During training, train_generator (iterator) will be used to dynamically generate a batch of augmented data for each training epoch. Similarly, the val_generator iterator will be used to generate a batch of augmented data for each validation epoch.

code download

http://onepagecode.s3-website-us-east-1.amazonaws.com/

design model

Convolutional Neural Network (CNN) Models

A CNN model has many layers with different units such as convolutional layers, max pooling layers, batch normalization and dropout layers to regularize the model.

def cnn_model():
  model= tf.keras.models.Sequential()
  model.add(Conv2D(32, kernel_size=(3, 3), padding='same', activation='relu', input_shape=(48, 48,1)))
  model.add(Conv2D(64,(3,3), padding='same', activation='relu' ))
  model.add(BatchNormalization())
  model.add(MaxPool2D(pool_size=(2, 2)))
  model.add(Dropout(0.25))
  model.add(Conv2D(128,(5,5), padding='same', activation='relu'))
  model.add(BatchNormalization())
  model.add(MaxPool2D(pool_size=(2, 2)))
  model.add(Dropout(0.25))
      
  model.add(Conv2D(512,(3,3), padding='same', activation='relu', kernel_regularizer=regularizers.l2(0.01)))
  model.add(BatchNormalization())
  model.add(MaxPool2D(pool_size=(2, 2)))
  model.add(Dropout(0.25))
  model.add(Conv2D(512,(3,3), padding='same', activation='relu', kernel_regularizer=regularizers.l2(0.01)))
  model.add(BatchNormalization())
  model.add(MaxPool2D(pool_size=(2, 2)))
  model.add(Dropout(0.25))
  model.add(Conv2D(512,(3,3), padding='same', activation='relu', kernel_regularizer=regularizers.l2(0.01)))
  model.add(BatchNormalization())
  model.add(MaxPool2D(pool_size=(2, 2)))
  model.add(Dropout(0.25))
  model.add(Flatten()) 
  model.add(Dense(256,activation = 'relu'))
  model.add(BatchNormalization())
  model.add(Dropout(0.25))
      
  model.add(Dense(512,activation = 'relu'))
  model.add(BatchNormalization())
  model.add(Dropout(0.25))
  model.add(Dense(7, activation='softmax'))
  model.compile(
    optimizer = Adam(lr=0.0001), 
    loss='categorical_crossentropy', 
    metrics=['accuracy'])
  return model

The code defines a Convolutional Neural Network (CNN) model using the Keras Sequential API.

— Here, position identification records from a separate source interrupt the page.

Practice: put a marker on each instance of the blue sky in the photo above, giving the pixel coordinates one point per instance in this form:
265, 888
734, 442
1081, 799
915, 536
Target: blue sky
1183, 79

The CNN architecture consists of several convolutional layers with batch normalization, max pooling and dropout regularization, followed by several fully connected (dense) layers with batch normalization and dropout. The last layer uses a softmax activation function to output a probability distribution over the 7 possible emotion categories.

The Conv2D layer creates a convolution kernel that is convolved with the layer input to produce an output tensor.

The BatchNormalization layer applies a transformation that keeps the mean activation close to 0 and the activation standard deviation close to 1.

The MaxPooling2D layer downsamples the input along the spatial dimension.

The dropout layer randomly drops some units during training to prevent overfitting.

Dense layers flatten the input before feeding it into fully connected layers.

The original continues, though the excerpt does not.